There was so much treachery in this that he was thunderstruck. How little he had sounded the depths of her character, if she was capable of this.
"Brother," she said, "you can tell me what I have never had the courage to find out for myself. Will anything in those papers raise my husband in my estimation, or will they lower him in my eyes?"
"How can I tell what your estimation of your husband is?" he asked, roughly; "he was a kind good-hearted fellow, not a man of business, but thoughtful and good about you. You have nothing to complain of."
Nothing to complain of! thoughtful about her! Poor Mrs. Dorriman thought she could not have heard aright. "He left me dependent," she said, with a sob in her voice.

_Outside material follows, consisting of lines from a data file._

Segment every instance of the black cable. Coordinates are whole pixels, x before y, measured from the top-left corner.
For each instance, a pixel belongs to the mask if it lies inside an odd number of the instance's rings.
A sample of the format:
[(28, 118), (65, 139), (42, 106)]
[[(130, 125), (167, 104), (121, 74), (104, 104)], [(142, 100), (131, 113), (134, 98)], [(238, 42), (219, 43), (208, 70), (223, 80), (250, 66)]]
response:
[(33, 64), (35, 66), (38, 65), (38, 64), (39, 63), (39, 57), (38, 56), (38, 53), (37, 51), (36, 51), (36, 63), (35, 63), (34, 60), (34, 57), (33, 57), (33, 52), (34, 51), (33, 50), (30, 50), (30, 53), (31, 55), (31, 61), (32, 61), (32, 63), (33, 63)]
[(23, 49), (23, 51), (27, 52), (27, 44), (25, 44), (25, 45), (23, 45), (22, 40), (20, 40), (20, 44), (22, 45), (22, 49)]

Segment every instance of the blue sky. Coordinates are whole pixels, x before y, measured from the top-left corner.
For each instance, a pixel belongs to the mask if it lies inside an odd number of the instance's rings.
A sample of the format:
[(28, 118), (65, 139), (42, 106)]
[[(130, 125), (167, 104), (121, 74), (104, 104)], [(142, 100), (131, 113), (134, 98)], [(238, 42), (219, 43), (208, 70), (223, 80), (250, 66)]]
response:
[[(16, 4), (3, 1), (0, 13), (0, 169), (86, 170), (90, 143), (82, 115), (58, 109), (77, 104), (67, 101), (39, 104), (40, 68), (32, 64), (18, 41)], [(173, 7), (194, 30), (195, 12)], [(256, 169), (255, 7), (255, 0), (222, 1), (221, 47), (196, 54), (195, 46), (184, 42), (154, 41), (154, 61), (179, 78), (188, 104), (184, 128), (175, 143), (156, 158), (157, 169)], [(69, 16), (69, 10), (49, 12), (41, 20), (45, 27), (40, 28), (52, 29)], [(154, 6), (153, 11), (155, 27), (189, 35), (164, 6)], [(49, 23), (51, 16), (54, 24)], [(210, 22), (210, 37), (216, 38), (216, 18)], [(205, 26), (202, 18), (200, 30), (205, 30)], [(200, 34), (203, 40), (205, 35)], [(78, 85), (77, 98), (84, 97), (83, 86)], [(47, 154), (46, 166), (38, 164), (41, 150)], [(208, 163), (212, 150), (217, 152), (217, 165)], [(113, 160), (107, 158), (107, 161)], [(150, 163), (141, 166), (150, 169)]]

Mr. Sandford shrank, then he said, quickly,
"What have you wanted that you have not had from me?"
"Ah, brother! it is not the same; you do not know how bitter it is to owe everything, to be under an obligation, when it ought not to have been necessary. I should have had my own."
This cry, the outcome of months, and even years, of a perpetual grief to Mrs. Dorriman, was an entirely new light to her brother, whose coarser view of life was that so long as money, food, and clothes were forthcoming it did not matter from whom they came. He was also one of the men who imagine that a woman has no business with money; who conceive that they are not fitted by nature for disposing of any investment or even controlling their income beyond that portion of it allotted to them for the payment of a butcher's bill, or the purchase of some more or less frivolous article of wearing apparel.
He stared at her in silence, conscious that this new phase of her character must be thought over when she was not there. Then he said:
"Write for those papers; there is nothing in them to injure your husband in your eyes. He did think about you."